On November 21, 2018, the Department of Finance Canada released its 2018 Fall Economic Statement. Described as the “next step in the Government’s plan to grow the economy by investment in middle class jobs,” the Fall Economic Statement outlines a number of initiatives that the federal government intends to launch.
Specifically, the proposals include:
- Allowing the full cost of machinery and equipment used in the manufacturing and processing of goods to be written off immediately for tax purposes, as well as introducing the Accelerated Investment Incentive.
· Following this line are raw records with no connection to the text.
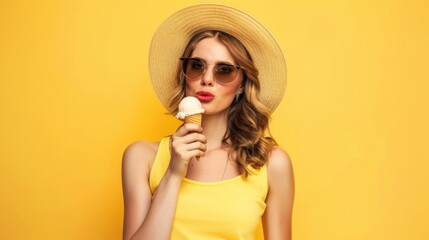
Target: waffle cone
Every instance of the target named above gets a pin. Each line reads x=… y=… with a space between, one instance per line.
x=196 y=118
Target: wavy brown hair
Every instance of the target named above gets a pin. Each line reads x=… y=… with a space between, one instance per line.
x=247 y=135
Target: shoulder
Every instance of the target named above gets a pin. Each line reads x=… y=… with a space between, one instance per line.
x=139 y=155
x=279 y=167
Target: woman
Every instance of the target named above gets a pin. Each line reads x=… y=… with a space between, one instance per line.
x=225 y=179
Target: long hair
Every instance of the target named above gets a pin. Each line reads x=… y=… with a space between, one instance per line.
x=247 y=133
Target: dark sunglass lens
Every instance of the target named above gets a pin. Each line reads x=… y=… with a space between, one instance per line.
x=225 y=73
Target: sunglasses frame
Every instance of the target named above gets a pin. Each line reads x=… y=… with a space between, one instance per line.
x=183 y=59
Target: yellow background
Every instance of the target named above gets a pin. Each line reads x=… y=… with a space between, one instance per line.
x=75 y=91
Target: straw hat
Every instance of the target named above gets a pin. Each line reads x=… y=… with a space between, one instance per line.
x=169 y=42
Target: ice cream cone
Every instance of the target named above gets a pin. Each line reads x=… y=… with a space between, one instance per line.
x=195 y=118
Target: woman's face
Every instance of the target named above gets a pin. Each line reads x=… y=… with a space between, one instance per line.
x=215 y=97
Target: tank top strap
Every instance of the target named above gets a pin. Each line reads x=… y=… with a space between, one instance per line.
x=160 y=165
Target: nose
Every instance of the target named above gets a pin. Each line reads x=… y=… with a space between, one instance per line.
x=208 y=77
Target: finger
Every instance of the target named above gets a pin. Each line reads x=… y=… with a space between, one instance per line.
x=188 y=128
x=193 y=137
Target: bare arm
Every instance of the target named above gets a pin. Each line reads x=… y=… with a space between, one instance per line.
x=277 y=219
x=148 y=217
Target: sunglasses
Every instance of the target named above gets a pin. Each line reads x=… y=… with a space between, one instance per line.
x=194 y=68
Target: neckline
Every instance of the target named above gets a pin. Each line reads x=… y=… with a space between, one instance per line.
x=197 y=182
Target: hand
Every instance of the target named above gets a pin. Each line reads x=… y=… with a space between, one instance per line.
x=185 y=144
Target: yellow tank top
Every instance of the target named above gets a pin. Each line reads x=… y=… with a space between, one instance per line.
x=228 y=209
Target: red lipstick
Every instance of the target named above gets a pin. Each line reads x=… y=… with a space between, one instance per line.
x=204 y=96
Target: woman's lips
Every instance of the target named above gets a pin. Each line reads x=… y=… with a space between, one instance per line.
x=204 y=96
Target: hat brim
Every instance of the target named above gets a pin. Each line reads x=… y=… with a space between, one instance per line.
x=171 y=37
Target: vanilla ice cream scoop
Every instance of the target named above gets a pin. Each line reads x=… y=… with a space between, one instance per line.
x=189 y=106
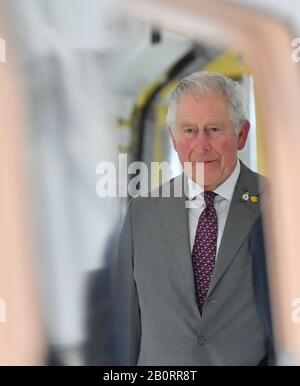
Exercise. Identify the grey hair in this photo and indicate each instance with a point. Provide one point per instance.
(201, 83)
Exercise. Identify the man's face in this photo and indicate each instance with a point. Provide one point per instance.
(205, 135)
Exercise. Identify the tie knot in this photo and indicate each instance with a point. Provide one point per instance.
(209, 198)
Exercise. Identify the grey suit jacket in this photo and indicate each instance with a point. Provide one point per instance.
(158, 322)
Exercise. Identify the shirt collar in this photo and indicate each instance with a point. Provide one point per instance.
(225, 190)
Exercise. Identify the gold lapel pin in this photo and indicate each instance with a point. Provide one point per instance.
(254, 199)
(245, 196)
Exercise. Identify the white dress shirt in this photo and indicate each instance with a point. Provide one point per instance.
(222, 203)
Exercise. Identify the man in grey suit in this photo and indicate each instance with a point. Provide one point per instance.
(184, 285)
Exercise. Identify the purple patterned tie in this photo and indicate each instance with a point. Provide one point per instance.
(204, 249)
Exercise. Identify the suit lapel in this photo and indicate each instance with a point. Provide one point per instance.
(174, 216)
(241, 217)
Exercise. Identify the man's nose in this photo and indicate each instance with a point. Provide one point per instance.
(202, 143)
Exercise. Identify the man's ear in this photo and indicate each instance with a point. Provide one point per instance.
(173, 138)
(243, 135)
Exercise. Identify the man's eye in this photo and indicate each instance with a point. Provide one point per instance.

These measures aim to encourage the investment in assets that will help drive growth.
- Making specified clean energy equipment eligible for an immediate write-off at full cost.
- Furthering business innovation by committing an additional $800 million over five years to the Strategic Innovation Fund.
- Launching an Export Diversification Strategy whereby Canada’s overseas exports will increase by 50% by 2025.
- Improving interprovincial trade within Canada by removing barriers related to the transportation of goods, food inspection, regulation of the construction sector and trade in alcohol.
- Establishing a Social Finance Fund to provide charitable, non-profit and social purpose organizations with access to new financing.
- Furthering pay equity in federally regulated sectors.
The government also took the opportunity to announce three measures aimed at supporting Canadian journalism.
Finally, the 2018 Fall Economic Statement offers a snapshot of the state of the Canadian economy, including the following statistics:
- Canada’s economic growth in 2017 weighed in at 3% — the strongest of all the G7 countries.
- The country’s unemployment rate is at a 40-year low, with 550,000 new full-time jobs created over the last three years.
- Wage growth is outpacing inflation and is on track to make 2018 the strongest year of wage growth in close to a decade.
- The after-tax profitability of Canadian businesses is up, as compared to historical averages.
- The government is predicting a decline in the federal deficit from $19.6 billion in 2019-20 to $11.4 billion by 2023-2024. The federal debt-to-gross domestic product ratio is projected to continue declining and to reach 28.5% by 2023-24.